Presiden Trump dilaporkan berkonsultasi dengan Flynn, mantan direktur intelijen untuk JSOC. Setelah berkonsultasi dengan mantan rekannya di Ft. Bragg di North Carolina dan diduga berbicara dengan rekan-rekannya di UAE, Flynn menyarankan untuk menyetujui serangan tersebut. Salah satu alasannya serangan ini akan menjadi gebrakan untuk menunjukkan perbedaan dengan Presiden Obama yang selama ini dituduh sebagai peragu.

Misinya disetujui. Tim Owens seharusnya bergerak beberapa kilometer secara diam-diam, menyusup ke desa dan memberi AQAP kejutan. Namun, begitu tim memasuki desa, mereka disergap oleh pejuang AQAP, didampingi oleh warga sipil dengan senjata, bahkan dilaporkan wanita ikut bertempur malam itu.

Desa tersebut juga dilindungi dengan ranjau darat. Meski kehilangan unsur kejutan, komandan misi memutuskan untuk melanjutkan serangan.

Sebuah baku tembak terjadi dengan seru. Owen mengalami luka serius sekitar lima menit setelah memasuki pertempuran. Dua helikopter CV-22 Osprey kemudian dikirim untuk membantu pertempuran.

“Sebuah jet Marinir AV-8B Harrier dan helikopter serang juga dikirimkan untuk mengambil kekuatan AQAP,” kata NBC.

Namun, satu Osprey jatuh saat mendarat – pejabat menyebutnya sebagia hard landing.
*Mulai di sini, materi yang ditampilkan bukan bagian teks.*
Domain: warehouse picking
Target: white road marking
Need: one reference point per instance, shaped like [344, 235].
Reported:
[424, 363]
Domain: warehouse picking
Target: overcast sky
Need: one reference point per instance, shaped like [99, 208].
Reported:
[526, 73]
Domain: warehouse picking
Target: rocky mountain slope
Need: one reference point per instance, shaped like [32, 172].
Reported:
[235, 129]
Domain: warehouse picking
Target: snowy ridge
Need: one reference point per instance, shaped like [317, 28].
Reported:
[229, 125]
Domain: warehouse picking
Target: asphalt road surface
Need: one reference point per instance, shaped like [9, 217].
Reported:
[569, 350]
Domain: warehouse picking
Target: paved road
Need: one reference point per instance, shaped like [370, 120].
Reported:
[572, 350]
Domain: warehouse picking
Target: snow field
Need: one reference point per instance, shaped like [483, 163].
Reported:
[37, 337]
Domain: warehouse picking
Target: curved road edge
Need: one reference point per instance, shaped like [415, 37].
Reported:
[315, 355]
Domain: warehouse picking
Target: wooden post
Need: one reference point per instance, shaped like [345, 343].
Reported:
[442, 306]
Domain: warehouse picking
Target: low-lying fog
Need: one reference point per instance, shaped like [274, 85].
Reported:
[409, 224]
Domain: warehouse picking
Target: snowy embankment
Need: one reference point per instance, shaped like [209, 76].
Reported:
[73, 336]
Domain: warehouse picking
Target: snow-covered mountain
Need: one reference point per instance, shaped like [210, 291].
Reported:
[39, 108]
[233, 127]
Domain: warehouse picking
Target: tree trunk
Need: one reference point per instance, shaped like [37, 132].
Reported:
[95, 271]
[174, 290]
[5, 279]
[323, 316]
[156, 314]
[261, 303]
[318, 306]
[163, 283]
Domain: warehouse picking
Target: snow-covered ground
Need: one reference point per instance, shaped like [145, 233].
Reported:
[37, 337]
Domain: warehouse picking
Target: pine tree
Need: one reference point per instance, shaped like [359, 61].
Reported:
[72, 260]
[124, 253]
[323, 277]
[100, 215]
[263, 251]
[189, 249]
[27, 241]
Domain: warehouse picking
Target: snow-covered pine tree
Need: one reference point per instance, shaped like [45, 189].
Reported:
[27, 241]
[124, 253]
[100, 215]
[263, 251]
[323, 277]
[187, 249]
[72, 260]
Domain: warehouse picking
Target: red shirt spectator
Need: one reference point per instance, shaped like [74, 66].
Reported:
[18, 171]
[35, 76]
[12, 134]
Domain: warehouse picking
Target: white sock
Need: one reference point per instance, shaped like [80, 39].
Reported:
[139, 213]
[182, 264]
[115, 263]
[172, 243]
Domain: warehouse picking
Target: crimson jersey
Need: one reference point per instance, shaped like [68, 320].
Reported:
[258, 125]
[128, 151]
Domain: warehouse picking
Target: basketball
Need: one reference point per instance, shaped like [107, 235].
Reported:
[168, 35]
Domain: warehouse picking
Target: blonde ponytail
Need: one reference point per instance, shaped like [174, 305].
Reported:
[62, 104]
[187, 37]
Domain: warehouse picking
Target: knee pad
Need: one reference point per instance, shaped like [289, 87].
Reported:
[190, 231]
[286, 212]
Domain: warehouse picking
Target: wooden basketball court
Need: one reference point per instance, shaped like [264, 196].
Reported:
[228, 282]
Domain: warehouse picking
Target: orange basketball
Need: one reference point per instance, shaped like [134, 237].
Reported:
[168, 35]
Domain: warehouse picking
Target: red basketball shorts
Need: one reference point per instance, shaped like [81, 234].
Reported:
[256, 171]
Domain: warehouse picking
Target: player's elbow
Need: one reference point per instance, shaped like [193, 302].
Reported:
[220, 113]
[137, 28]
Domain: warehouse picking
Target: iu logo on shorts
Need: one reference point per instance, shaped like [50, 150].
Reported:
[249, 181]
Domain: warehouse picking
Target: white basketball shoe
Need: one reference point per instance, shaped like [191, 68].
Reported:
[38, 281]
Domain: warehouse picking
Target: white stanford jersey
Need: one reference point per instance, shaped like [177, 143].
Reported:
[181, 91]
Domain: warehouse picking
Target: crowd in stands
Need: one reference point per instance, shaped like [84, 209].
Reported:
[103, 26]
Pesawat itu kemudian dihancurkan oleh Osprey lainnya

Meski mengalami masalah dan perlawanan, serangan tersebut bisa membunuh 14 pejuang AQAP terbunuh, termasuk dua pemimpinnya. Namun sedikitnya 16 warga sipil dilaporkan juga terbunuh.

Berdasarkan dokumen resmi yang didapat NBC News, yang lebih memprihatinkan 10 di antara korban sipil adalah anak-anak.

Sementara di pihak Amerika, lima personel NAVY Seal terluka dan Owens tewas. Tidak diketahui bagaimana misi tersebut dikompromikan. Menurut NBC, apa yang “terjadi di Yaman mungkin telah dikaitkan dengan tragedi dan kabut perang.”